この判断の根底には「芸術は社会になくても生きていける」という考えがある。コロナはいつまでも続くわけではないので、実際には「(今、)芸術は社会になくても生きていける」か、ということを問わなくてはならない。私は「今も芸術は必要だ」と考えている。

社会を考える際、私たちは主に経済面で考える。生活を送るお金があればなんとかなる、というわけだ。コロナ禍のなかでは雇用や休業補償の課題がこれにあたる。

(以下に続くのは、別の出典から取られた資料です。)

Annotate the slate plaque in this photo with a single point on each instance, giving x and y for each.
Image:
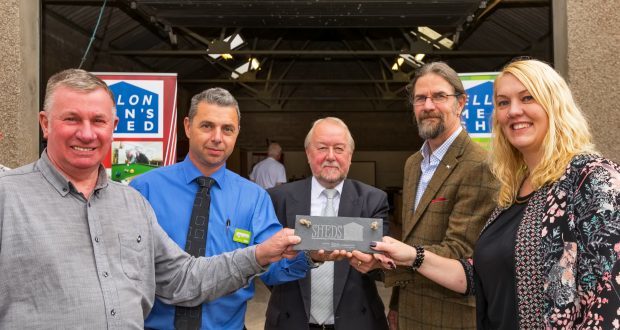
(337, 233)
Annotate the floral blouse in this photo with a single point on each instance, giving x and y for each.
(568, 250)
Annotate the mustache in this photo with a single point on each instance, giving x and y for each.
(429, 115)
(331, 164)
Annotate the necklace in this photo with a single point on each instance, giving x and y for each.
(523, 199)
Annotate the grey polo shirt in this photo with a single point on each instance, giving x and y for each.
(72, 263)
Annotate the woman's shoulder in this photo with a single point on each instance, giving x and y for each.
(584, 165)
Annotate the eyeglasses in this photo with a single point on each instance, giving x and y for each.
(436, 98)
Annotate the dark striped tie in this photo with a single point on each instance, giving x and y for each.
(196, 244)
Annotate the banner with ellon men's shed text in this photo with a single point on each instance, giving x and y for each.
(476, 116)
(146, 135)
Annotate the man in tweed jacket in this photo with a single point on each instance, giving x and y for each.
(448, 194)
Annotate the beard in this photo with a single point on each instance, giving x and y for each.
(428, 129)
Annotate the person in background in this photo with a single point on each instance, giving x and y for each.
(79, 250)
(333, 295)
(448, 193)
(549, 254)
(269, 172)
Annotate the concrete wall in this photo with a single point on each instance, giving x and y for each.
(19, 86)
(593, 63)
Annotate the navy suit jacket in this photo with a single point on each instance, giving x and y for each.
(357, 304)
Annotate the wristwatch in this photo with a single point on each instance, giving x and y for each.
(311, 263)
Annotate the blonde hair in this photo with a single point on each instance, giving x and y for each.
(568, 133)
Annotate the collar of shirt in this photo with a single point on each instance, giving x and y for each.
(437, 156)
(191, 172)
(59, 182)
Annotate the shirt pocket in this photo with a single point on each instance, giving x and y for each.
(133, 255)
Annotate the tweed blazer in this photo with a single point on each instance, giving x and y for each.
(449, 217)
(357, 304)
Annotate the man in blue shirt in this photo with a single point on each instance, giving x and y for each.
(241, 212)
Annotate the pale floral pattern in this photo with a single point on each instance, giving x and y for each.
(568, 250)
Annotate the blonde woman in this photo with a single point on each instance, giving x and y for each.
(548, 255)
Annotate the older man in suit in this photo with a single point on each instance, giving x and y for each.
(333, 295)
(448, 194)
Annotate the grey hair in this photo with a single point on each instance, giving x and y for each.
(274, 150)
(334, 120)
(217, 96)
(443, 70)
(75, 79)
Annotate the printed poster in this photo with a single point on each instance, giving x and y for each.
(476, 116)
(146, 135)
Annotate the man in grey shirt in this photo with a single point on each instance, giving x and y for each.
(80, 251)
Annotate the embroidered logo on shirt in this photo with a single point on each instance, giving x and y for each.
(242, 236)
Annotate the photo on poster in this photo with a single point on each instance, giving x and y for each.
(132, 158)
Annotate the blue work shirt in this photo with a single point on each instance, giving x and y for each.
(236, 203)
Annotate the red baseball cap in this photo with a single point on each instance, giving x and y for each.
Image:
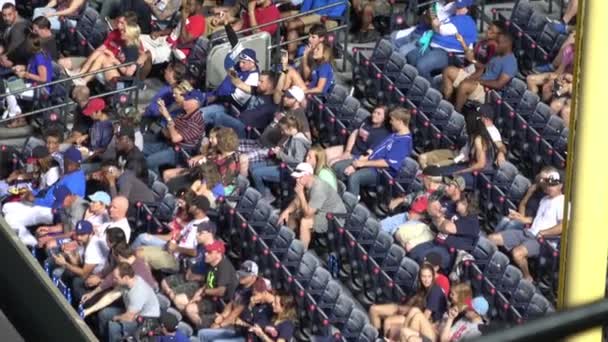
(95, 105)
(216, 246)
(420, 204)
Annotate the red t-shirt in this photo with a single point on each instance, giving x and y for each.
(264, 15)
(195, 26)
(114, 42)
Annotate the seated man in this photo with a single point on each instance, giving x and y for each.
(139, 300)
(496, 75)
(389, 154)
(37, 209)
(161, 45)
(313, 201)
(183, 246)
(524, 244)
(219, 283)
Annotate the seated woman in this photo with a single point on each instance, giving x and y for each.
(430, 302)
(129, 52)
(371, 132)
(39, 69)
(316, 157)
(316, 80)
(476, 58)
(292, 151)
(480, 151)
(389, 154)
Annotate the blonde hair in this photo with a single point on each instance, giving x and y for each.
(131, 35)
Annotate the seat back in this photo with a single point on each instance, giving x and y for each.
(496, 267)
(407, 275)
(510, 279)
(248, 202)
(518, 188)
(418, 90)
(483, 252)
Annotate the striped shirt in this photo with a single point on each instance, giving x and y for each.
(191, 128)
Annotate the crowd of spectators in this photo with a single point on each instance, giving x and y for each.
(78, 202)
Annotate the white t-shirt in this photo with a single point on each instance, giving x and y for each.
(95, 253)
(122, 224)
(242, 97)
(550, 213)
(187, 236)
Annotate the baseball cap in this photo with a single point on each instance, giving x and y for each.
(248, 55)
(94, 105)
(216, 246)
(487, 111)
(295, 92)
(73, 154)
(248, 268)
(126, 131)
(464, 3)
(552, 178)
(303, 169)
(83, 227)
(40, 152)
(60, 193)
(201, 202)
(479, 305)
(419, 205)
(457, 181)
(206, 226)
(434, 259)
(101, 196)
(169, 321)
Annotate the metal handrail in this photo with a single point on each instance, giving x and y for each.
(63, 80)
(68, 103)
(281, 20)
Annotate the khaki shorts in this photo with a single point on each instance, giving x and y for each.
(380, 7)
(158, 258)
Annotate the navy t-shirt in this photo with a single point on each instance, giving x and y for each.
(467, 232)
(325, 71)
(368, 137)
(436, 302)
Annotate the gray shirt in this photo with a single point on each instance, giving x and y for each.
(324, 199)
(133, 188)
(73, 214)
(141, 299)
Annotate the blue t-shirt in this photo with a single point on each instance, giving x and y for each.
(101, 133)
(322, 71)
(498, 65)
(394, 149)
(75, 181)
(41, 59)
(436, 302)
(467, 29)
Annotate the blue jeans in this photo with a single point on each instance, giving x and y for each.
(146, 239)
(433, 59)
(159, 153)
(215, 115)
(391, 223)
(508, 224)
(265, 173)
(219, 335)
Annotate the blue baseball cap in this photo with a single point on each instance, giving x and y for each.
(60, 193)
(101, 196)
(73, 154)
(248, 55)
(83, 227)
(464, 3)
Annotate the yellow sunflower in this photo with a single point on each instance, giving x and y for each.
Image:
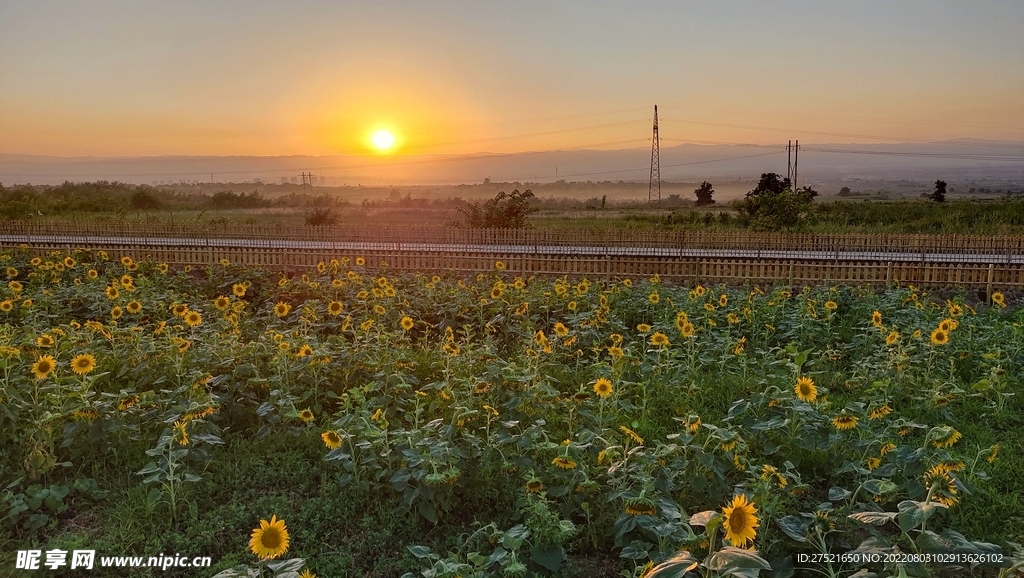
(845, 422)
(193, 319)
(83, 364)
(806, 390)
(740, 521)
(331, 440)
(659, 339)
(603, 387)
(270, 539)
(43, 366)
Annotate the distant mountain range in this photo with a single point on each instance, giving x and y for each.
(961, 159)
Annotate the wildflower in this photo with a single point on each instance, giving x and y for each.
(880, 412)
(193, 319)
(633, 435)
(845, 422)
(740, 521)
(270, 539)
(998, 299)
(43, 366)
(331, 440)
(946, 438)
(563, 462)
(640, 506)
(83, 364)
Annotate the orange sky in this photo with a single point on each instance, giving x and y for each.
(187, 78)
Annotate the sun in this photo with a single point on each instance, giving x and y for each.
(383, 140)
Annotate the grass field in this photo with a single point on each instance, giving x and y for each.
(408, 425)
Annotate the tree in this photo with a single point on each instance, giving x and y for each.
(504, 211)
(773, 205)
(705, 193)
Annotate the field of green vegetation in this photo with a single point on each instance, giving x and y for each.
(351, 421)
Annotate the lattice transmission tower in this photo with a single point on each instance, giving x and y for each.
(654, 188)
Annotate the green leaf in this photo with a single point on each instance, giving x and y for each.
(549, 556)
(795, 527)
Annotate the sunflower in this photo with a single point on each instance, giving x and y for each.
(193, 319)
(740, 521)
(83, 364)
(640, 506)
(633, 435)
(43, 366)
(270, 539)
(845, 422)
(282, 308)
(999, 299)
(946, 438)
(687, 330)
(880, 412)
(806, 390)
(331, 440)
(563, 462)
(659, 339)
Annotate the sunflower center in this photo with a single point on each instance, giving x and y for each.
(737, 521)
(271, 538)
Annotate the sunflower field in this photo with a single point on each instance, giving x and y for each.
(354, 421)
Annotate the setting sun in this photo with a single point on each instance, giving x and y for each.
(383, 139)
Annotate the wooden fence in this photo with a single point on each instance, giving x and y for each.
(535, 252)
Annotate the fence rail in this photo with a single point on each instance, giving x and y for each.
(735, 257)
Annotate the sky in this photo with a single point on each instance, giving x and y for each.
(117, 78)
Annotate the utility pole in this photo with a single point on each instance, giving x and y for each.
(788, 160)
(796, 161)
(655, 166)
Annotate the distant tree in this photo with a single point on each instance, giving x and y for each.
(772, 205)
(705, 193)
(504, 211)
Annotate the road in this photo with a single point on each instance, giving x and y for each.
(356, 246)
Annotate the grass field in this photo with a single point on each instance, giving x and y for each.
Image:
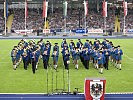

一方で私たちが忘れがちなのが精神面でのことである。人間は心が健全であってはじめて日常の生活を送ることができる。元気でいる時には考えが及ばないのであるが、元気でいられるのは心が健康だからである

現在のコロナ禍で、私たちは未知の世界に対処していこうとしている。とてつもないストレスだ。私たちの心は疲弊している。実はこんな時だからこそ芸術は必要なのである。私たちの心を満たすために。

 教養としての芸術

コロナ抜きにしても芸術は本質的に軽んじられるべきではない。孔子は芸術は教養と捉えており、特に音楽を重んじた。

詞に興こり、礼に立ち、楽に成る。

 

((人間の教養は)詩によってふるいたち、礼によって安定し、音楽によって完成する。)

 

 ※訳は金谷治 訳(『論語』岩波文庫(1999))による

 

ここでは音楽が教養の最終形態として位置づけられている。音楽とはそれぞれがもつ経験と知識から論を抽出し、それを周りの人と和すことによってひとつの調べを奏でる、ということだ。音楽こそが社会なのである。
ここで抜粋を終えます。